Quand la force gouverne, quand la peur s’installe

A propos de « Fragilité et courage », une intervention de Marie-José Mondzain dans La force de l’art, section

La grande verrière lumineuse du Grand Palais crée un abri confortable et protégé qui offre le remède de la force de l’art à la morosité inquiète ambiante. Dans la grande tradition des expositions universelles, on a essayé de recréer l’atmosphère enthousiaste et admirative de la fin du XIXème siècle. Les spectateurs sont invités à se promener dans la chaleur estivale et à se laisser aller à une fascination contemplative face aux œuvres. L’expérience de l’art est conçue comme cathartique, et l’on voudrait que l’homme fatigué en émerge tonifié. Le propos général de l’exposition est bien là, dans ce souhait de ramener la force au coeur du rassemblement des individus. Chacun pourra se sentir grand au regard de cette architecture joyaux, et renforcer son regard et son tempérament dans le contact avec les œuvres exhibées. L’art s’affirme comme une force pour l’homme désemparé.

Pourtant, les modalités de l’exposition sont elles bien peu solides. Les cimaises sont écrasées par les hauteurs des verrières, les œuvres étouffées par des confrontations peu signifiantes, et profondément esseulées dans cette profusion. L’enjeu qui se joue ici, celui de retrouver la croyance en un avenir collectif par la mise en scène de la force de la créativité en France, s’effondre de lui-même. Le sens est profondément contextuel : les œuvres s’épuisent et les significations se vident lorsqu’elles sont récupérées par ceux qui gouvernent.

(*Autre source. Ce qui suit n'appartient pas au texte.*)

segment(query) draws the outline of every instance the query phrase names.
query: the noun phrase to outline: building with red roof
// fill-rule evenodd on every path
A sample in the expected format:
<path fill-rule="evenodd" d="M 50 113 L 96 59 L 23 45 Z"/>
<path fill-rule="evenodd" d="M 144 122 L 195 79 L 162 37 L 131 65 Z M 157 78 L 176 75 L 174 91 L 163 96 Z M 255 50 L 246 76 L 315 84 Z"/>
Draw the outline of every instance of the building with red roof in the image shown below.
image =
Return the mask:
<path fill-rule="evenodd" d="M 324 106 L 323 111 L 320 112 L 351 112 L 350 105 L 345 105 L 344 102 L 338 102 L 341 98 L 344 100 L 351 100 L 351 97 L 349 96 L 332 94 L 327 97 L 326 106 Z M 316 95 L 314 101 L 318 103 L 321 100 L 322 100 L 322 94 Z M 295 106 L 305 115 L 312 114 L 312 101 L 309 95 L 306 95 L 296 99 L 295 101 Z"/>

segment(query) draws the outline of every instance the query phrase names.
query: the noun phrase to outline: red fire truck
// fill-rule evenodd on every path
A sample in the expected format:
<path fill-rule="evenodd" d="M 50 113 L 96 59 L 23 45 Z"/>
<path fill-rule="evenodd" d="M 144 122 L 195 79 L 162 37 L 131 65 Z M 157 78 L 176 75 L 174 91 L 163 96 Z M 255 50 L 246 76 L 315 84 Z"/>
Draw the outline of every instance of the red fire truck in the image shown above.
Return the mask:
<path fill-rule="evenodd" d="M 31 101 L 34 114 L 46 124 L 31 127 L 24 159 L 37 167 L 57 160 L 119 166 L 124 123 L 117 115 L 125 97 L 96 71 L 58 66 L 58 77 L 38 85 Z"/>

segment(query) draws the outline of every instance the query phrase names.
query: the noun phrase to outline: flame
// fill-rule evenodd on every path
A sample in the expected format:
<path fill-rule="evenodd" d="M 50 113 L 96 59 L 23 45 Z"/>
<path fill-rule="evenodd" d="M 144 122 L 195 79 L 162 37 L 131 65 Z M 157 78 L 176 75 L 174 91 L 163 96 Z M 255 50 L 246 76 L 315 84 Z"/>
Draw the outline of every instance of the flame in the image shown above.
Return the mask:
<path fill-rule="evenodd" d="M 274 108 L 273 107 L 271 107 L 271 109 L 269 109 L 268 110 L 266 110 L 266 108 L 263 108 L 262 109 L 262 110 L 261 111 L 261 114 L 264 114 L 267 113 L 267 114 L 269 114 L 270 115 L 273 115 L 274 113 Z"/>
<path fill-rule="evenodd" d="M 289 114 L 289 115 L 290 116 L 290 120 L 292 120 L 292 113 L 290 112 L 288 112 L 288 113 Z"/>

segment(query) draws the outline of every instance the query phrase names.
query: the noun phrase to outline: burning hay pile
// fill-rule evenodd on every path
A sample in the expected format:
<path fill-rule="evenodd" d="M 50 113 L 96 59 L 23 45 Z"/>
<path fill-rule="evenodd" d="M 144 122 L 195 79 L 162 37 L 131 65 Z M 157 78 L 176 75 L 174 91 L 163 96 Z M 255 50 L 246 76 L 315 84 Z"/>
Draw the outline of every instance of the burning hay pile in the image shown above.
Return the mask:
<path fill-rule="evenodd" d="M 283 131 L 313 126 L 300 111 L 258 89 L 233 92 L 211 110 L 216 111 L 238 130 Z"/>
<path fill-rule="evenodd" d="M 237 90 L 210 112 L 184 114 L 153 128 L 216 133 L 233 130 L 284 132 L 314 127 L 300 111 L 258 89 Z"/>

« Nous habitons un pays découragé et terrorisé », a soutenu Marie-José Mondzain au sein de cette tentative de mise en scène du contraire. Cette affirmation, préambule à l’intervention qu’elle a faite le 3 juin dernier dans le cadre des activités d’infiltration de Campement Urbain, a résonné un instant dans un recoin de l’espace grandiose du Grand Palais. La terreur s’associe à la force, l’Histoire en regorge d’exemples, car la force est le meilleur rempart pour une société apeurée. C’est ce qu’il se passe sous le fanion de l’art, et sous le prétexte d’une exposition grand public. Il fallait entendre Marie-José Mondzain répéter avec sa grande conviction qu’il y a là un contre-sens terrible dans cette association de la force et de l’art. Au contraire, l’art est fragilité, mais une fragilité constituante, qui fait autorité et nous donne le courage d’être capable, de prendre en main notre pouvoir de commencement. Cet engagement de Marie-José Mondzain, infatigable, prononcé sous la petite tente de Campement Urbain, était comme un cri d’alerte dans la dérive. Un mouvement de parole adressé à tous ceux qui étaient présents, et qu’il aurait fallu inscrire de façon pérenne dans ce lieu de force si pitoyable. Pitoyable et inquiétant à la fois. Marie-José Mondzain est venue accompagnée de Claude Bagoé-Diane, cinéaste, documentariste, et Manuel de Sena, artiste écrivain, qui ont donné à entendre leur engagements d’auteur, affirmant la nécessité à s’emparer de nos capacités à engendrer d’autres possibles, d’autres horizons pour cette société qui est la nôtre. Dans l’espace étroit de Campement Urbain, isolé de l’architecture du Grand Palais, on a pu croire un moment aux enjeux politiques et sociaux de l’art.